Last week, Mayor Michael Bloomberg made a big deal of offering discounts on food, hotels and various entertainment options, even the Museum of Sex, to protesters who would agree to play nice — and wear buttons identifying themselves as "peaceful political activists." That was the day after he showed his disdain for the rights of Bush critics, saying that if people "start to abuse our privileges, then we lose them."
But even in a war on terror, political protest is not a "privilege." It's a basic right.
"The right of the people peaceably to assemble, and to petition the government for a redress of grievances," is part of the Bill of Rights, which the Founders drafted more than two centuries ago to persuade the states to ratify the Constitution.

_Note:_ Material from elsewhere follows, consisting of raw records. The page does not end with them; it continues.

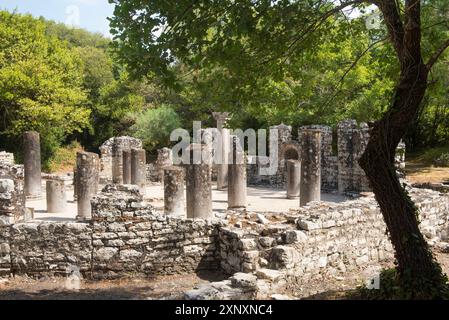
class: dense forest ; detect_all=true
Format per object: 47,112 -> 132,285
0,8 -> 448,170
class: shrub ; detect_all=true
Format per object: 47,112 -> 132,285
46,141 -> 83,173
434,153 -> 449,167
128,105 -> 181,155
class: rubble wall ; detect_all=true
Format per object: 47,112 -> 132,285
0,186 -> 220,279
219,188 -> 449,285
0,152 -> 14,165
0,187 -> 447,283
0,164 -> 25,225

If Bloomberg has forgotten that, regrettably, he has plenty of company. In a nationwide poll conducted earlier this year for the Freedom Forum's First Amendment Center and American Journalism Review, only 10% of respondents could name the right of assembly and free association as one of those guaranteed by the First Amendment.
After the oppression of British colonial rule, those were among the rights the Revolution was fought for. They're still worth defending. Protecting municipal grass is a thin excuse for mowing down those rights.